Scholars and believers from the first century to the present have been troubled by the fact that differing, often sharply divergent, accounts of Jesus’ life can be found in the Gospels. John Dominic Crossan and the Jesus Seminar have stirred interest in Jesus and the Gospels by sifting through the New Testament for the authentic words of Jesus. The outcome of the Seminar’s whole enterprise hinges on how they resolve the relationship between the three Synoptic Gospels — Matthew, Mark, and Luke. According to the Jesus Seminar, these Gospels are all based on the hypothetical Gospel of Q, supposedly a lost collection of Jesus’ teachings. But what if the Jesus Seminar is wrong? What if the Gospel of Q simply never existed and was just invented, out of necessity, to resolve the tensions between Matthew, Mark, and Luke?

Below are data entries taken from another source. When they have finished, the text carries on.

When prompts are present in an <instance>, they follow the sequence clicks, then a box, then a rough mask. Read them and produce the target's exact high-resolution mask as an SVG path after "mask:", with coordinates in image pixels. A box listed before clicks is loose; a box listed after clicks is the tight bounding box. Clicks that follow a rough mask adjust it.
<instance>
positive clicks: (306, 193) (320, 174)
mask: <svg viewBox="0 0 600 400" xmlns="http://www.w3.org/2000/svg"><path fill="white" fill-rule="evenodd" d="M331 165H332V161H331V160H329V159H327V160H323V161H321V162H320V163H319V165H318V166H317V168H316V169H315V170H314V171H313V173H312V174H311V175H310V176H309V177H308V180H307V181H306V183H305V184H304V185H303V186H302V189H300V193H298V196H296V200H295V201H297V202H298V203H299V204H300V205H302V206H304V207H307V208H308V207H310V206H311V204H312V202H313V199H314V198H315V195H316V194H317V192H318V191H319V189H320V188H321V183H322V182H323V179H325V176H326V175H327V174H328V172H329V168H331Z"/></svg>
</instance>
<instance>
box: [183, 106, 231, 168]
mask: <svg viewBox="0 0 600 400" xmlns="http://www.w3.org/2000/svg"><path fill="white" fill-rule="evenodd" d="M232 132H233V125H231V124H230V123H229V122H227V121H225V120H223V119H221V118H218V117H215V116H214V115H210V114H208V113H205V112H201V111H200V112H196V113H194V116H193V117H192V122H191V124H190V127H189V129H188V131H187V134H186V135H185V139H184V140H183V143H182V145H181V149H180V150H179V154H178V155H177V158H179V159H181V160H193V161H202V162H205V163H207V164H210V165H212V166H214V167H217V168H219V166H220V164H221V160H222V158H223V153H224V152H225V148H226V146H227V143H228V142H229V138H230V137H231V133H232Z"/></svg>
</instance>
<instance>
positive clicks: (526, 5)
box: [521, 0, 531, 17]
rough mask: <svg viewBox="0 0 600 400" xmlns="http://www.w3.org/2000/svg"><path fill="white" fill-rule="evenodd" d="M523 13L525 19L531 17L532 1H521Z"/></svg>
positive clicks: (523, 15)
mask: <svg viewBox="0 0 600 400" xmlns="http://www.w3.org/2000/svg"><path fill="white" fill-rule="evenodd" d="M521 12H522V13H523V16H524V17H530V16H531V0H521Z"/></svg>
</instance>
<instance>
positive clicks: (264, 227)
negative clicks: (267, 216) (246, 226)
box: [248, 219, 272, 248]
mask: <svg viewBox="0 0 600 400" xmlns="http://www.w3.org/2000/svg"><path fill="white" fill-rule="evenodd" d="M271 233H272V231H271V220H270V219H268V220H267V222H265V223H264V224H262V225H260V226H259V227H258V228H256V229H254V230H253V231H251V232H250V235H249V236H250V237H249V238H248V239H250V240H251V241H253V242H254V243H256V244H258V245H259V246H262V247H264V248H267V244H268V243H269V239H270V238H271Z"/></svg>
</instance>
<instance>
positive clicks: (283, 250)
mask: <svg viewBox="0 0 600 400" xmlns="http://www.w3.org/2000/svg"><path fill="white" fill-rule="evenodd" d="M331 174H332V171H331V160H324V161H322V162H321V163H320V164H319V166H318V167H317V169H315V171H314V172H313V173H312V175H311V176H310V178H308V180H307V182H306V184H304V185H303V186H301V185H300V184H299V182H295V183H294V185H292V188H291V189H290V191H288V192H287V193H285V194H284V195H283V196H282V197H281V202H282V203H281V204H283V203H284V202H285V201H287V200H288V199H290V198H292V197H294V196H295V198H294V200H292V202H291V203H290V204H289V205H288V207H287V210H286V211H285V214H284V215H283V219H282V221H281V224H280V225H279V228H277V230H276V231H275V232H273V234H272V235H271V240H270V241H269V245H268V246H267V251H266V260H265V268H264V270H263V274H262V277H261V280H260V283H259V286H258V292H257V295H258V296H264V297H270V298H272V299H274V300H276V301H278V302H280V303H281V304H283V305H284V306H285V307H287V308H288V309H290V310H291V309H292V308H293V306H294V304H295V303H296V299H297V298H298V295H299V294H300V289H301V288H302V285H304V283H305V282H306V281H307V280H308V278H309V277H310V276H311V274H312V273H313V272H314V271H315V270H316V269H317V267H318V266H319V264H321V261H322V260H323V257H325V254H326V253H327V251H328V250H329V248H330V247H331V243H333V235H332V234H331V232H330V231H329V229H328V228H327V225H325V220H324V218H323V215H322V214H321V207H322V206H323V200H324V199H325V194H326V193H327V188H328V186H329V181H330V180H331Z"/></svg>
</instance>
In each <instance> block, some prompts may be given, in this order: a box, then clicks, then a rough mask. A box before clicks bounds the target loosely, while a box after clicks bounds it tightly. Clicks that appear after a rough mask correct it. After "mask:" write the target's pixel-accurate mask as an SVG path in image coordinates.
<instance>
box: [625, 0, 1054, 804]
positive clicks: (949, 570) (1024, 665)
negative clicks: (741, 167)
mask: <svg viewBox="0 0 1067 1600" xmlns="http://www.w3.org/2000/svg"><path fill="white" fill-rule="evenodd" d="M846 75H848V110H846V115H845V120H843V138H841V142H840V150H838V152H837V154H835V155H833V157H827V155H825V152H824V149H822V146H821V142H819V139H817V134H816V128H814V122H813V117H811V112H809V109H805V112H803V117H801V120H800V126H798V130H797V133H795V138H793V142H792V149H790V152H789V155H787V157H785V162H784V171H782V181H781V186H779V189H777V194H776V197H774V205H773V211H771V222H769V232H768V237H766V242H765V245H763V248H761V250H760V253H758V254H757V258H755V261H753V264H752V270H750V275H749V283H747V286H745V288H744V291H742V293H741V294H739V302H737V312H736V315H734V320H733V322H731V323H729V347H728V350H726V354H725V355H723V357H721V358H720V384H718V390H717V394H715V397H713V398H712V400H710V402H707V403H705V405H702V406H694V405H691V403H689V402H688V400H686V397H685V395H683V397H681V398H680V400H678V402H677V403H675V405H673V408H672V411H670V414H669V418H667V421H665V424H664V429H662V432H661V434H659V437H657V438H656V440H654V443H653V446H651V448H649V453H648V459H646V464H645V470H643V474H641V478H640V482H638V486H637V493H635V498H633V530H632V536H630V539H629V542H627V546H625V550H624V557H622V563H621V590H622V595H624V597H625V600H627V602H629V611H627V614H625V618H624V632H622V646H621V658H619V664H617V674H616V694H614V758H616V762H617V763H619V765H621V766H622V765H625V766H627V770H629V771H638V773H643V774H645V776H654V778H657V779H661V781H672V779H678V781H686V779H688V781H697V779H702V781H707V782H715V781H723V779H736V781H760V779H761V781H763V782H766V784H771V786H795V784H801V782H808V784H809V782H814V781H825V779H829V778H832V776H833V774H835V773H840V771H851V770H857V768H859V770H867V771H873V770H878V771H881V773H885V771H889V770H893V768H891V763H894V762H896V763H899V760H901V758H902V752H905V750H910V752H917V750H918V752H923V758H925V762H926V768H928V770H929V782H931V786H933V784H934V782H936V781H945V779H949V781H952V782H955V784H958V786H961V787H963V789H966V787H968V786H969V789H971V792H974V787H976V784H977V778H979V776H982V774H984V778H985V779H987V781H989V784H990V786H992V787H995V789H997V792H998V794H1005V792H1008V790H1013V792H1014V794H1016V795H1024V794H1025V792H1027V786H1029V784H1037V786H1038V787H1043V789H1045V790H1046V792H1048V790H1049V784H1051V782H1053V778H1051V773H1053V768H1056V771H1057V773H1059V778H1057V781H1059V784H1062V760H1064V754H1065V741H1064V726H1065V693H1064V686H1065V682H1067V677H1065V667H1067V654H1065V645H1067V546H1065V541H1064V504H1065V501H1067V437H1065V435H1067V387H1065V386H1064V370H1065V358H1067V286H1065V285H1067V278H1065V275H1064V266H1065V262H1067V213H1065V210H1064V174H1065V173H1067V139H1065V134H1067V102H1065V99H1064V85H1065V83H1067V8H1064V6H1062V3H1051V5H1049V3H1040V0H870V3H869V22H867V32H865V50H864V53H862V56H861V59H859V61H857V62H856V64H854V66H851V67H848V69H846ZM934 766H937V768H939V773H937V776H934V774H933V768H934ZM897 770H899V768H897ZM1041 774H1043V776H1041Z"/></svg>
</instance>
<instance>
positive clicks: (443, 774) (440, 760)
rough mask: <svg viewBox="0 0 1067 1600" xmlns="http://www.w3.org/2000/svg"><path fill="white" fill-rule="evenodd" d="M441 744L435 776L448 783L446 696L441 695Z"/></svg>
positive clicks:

In A History of the Synoptic Problem, David Laird Dungan provides a comprehensive history of this contentious debate from its beginning. He shows how scholars throughout the ages have defined and redefined the Synoptic Problem and resolved the contradictions using the intellectual tools of their day. Structuring his book around crucial historical figures such as Origen, Augustine, Erasmus, Spinoza, and Locke, Dungan discloses, for the first time, the theological, political, and economic agendas that guided their biblical interpretations. The result is a book that challenges the status quo and its insistence on the priority of Mark and the existence of Q.
Sure to make readers rethink their assumptions about the New Testament, Dungan’s latest book is a controversial, bold contribution to what is already a heated debate.